Sakarya'da havai fişek üretimi yapılan bir fabrikada geçen hafta yaşanan patlamada yedi işçi yaşamını yitirdi, yüzden fazla yaralı tedavi altına alındı.
Hemen ertesinde, bu kez fabrikadaki infilaktan kalan patlayıcıların taşınması sırasında meydana gelen ikinci patlamada üç jandarma personeli şehit oldu, 11 jandarma görevlisi ile bir yurttaş yaralandı.

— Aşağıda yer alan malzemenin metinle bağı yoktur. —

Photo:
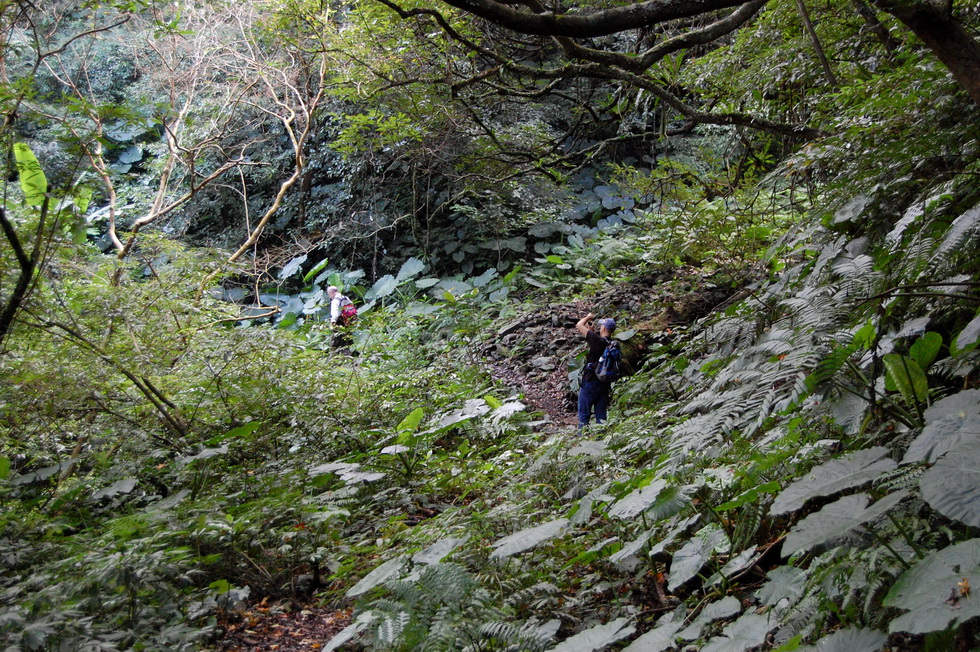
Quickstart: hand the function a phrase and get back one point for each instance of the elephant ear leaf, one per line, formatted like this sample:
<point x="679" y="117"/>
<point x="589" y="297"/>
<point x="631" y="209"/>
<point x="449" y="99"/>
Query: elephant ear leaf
<point x="906" y="376"/>
<point x="32" y="179"/>
<point x="846" y="472"/>
<point x="952" y="485"/>
<point x="931" y="591"/>
<point x="848" y="640"/>
<point x="597" y="638"/>
<point x="837" y="519"/>
<point x="949" y="421"/>
<point x="528" y="538"/>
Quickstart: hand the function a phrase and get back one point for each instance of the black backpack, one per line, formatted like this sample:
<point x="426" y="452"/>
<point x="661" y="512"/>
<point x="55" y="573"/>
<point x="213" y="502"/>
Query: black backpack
<point x="608" y="368"/>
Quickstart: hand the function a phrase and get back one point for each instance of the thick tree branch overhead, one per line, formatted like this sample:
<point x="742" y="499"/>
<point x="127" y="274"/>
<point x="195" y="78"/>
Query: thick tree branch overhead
<point x="588" y="25"/>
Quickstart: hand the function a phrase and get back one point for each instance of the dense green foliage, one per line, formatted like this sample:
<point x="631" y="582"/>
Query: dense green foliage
<point x="792" y="466"/>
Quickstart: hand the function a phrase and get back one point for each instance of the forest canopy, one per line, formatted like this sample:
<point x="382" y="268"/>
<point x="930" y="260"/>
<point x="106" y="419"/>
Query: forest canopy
<point x="775" y="200"/>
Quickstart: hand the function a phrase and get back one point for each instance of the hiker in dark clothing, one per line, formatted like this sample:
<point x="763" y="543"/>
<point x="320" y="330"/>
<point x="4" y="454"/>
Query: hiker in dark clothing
<point x="593" y="393"/>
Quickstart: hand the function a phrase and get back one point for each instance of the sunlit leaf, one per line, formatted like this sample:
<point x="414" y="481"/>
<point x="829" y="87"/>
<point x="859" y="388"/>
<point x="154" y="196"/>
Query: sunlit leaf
<point x="727" y="607"/>
<point x="411" y="422"/>
<point x="32" y="180"/>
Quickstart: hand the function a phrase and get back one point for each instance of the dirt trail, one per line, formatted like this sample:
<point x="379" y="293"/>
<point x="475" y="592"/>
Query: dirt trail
<point x="530" y="355"/>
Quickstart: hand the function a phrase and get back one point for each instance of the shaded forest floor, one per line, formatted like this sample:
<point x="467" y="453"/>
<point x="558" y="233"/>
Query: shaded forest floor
<point x="530" y="356"/>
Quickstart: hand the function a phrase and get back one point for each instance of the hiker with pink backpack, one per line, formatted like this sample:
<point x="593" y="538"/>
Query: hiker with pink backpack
<point x="343" y="314"/>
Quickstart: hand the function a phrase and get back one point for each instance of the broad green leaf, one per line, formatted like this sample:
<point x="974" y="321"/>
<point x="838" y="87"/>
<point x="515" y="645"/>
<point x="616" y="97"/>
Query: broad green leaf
<point x="438" y="550"/>
<point x="966" y="340"/>
<point x="851" y="639"/>
<point x="836" y="519"/>
<point x="952" y="485"/>
<point x="948" y="422"/>
<point x="412" y="421"/>
<point x="680" y="529"/>
<point x="123" y="486"/>
<point x="205" y="454"/>
<point x="902" y="373"/>
<point x="411" y="267"/>
<point x="492" y="402"/>
<point x="483" y="279"/>
<point x="738" y="563"/>
<point x="378" y="576"/>
<point x="833" y="477"/>
<point x="745" y="633"/>
<point x="220" y="586"/>
<point x="598" y="637"/>
<point x="383" y="287"/>
<point x="528" y="538"/>
<point x="83" y="197"/>
<point x="637" y="501"/>
<point x="424" y="283"/>
<point x="865" y="336"/>
<point x="785" y="583"/>
<point x="749" y="496"/>
<point x="656" y="640"/>
<point x="32" y="180"/>
<point x="292" y="267"/>
<point x="691" y="558"/>
<point x="926" y="348"/>
<point x="40" y="474"/>
<point x="929" y="591"/>
<point x="727" y="607"/>
<point x="316" y="270"/>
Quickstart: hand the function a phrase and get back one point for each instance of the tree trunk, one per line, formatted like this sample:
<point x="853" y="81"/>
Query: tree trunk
<point x="945" y="36"/>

İktidardaki AKP'ye yakınlığıyla bilinen aileye ait olan patlayıcı madde üretilen tesisle bağlantılı peş peşe yaşanan iki olayla ilgili İçişleri Bakanlığı idari inceleme, Sakarya Cumhuriyet Başsavcılığı ise adli soruşturma başlattı. Fabrikanın sahipleri, savcılık talimatıyla gözaltına alınıp tutuklandı.
Birbiriyle bağlantılı iki patlama sonrasında, ülkede yaşanan her benzer olayda olduğu gibi ihmal iddiaları gündeme geldi. Evlere ateş düşüren olaylar zincirinde ihmal olup olmadığı adli ve idari araştırmalar sonrasında elbette günışığına çıkacak.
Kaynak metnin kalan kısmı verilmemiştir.